CHP Genel Başkan Yardımcısı ve Ordu Milletvekili Seyit Torun, “İmamoğlu benim misafirim, bana refakat eden bir özel uçak yolcusu idi. Yanında annesi ve babası var. Vali misafirlerimize büyük saygısızlık etmiştir.” derken bir gerçeği örtbas etmeye çalışıyor. (Seyit Torun da polis memurlarına hitaben, “Tayyip'in uşakları bunlar. Haysiyetsizler, şerefsizler...” diyerek hakarette bulunuyor.)
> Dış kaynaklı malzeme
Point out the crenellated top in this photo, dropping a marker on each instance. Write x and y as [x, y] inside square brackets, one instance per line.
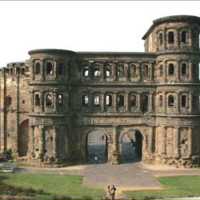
[51, 65]
[179, 33]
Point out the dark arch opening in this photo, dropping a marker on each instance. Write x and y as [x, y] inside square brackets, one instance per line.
[96, 147]
[131, 146]
[23, 138]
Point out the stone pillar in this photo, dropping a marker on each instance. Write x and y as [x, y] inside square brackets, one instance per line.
[163, 152]
[42, 143]
[190, 70]
[114, 66]
[178, 71]
[150, 141]
[150, 102]
[114, 98]
[176, 142]
[102, 102]
[115, 150]
[189, 142]
[138, 102]
[126, 102]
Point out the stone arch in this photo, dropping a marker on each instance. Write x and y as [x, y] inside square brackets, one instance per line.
[23, 138]
[96, 145]
[131, 145]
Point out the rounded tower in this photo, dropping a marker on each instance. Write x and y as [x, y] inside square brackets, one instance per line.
[50, 114]
[175, 41]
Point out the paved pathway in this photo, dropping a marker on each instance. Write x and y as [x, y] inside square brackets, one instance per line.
[133, 176]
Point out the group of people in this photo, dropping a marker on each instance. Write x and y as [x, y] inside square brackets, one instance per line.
[111, 192]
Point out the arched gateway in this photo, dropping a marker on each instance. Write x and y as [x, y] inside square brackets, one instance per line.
[23, 138]
[131, 146]
[97, 147]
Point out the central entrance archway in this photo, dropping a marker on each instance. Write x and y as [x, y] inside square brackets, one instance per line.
[131, 146]
[23, 138]
[97, 147]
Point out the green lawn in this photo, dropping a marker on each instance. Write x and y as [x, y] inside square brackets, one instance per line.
[180, 186]
[51, 185]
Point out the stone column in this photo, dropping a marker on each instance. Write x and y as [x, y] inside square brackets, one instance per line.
[190, 70]
[163, 152]
[178, 71]
[189, 142]
[114, 103]
[150, 102]
[115, 150]
[138, 102]
[42, 143]
[102, 102]
[176, 142]
[150, 140]
[126, 102]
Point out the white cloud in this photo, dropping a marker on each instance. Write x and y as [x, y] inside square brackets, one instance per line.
[80, 26]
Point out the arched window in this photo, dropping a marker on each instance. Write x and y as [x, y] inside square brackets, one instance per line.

Gerçek şu, İmamoğlu ile birlikte 14 kişi var. Muhabirler, kameramanlar var, partililer var. İmamoğlu’nun sadece anne, babası, kardeşi olsaydı ve VİP’e alınmasalardı, bunu hepimiz eleştirirdik. Ama İmamoğlu devlete, kurallara karşı kabadayılık yapıyor. Avanesi ile birlikte VİP’i basıyor.
Aylardır yapılan İmamoğlu parlatmasına, sevgi pıtırcıklarına uygun davranış şuydu: İmamoğlu devletin valisine “it” diyeceği yerde nazik davranır, “kurallara önce biz saygılı olacağız” derdi.
İmamoğlu bir güç zehirlenmesi yaşıyor.
Daha mazbatasını almadan Anıtkabir özel defterini, “İstanbul Büyükşehir Belediye Başkanı” diyerek imzalamasından beri bir afra, bir tafra…
Ancak bu defa devletin valisine terbiyesizlik etti, hakarette bulundu.
İmamoğlu için ne demişti Sayın Bahçeli; "Bundan belediye başkanı olmaz…”
İmamoğlu iki gündür susuyor. “Valiye ‘it’ demedim” diye bir açıklamada bulunmuyor.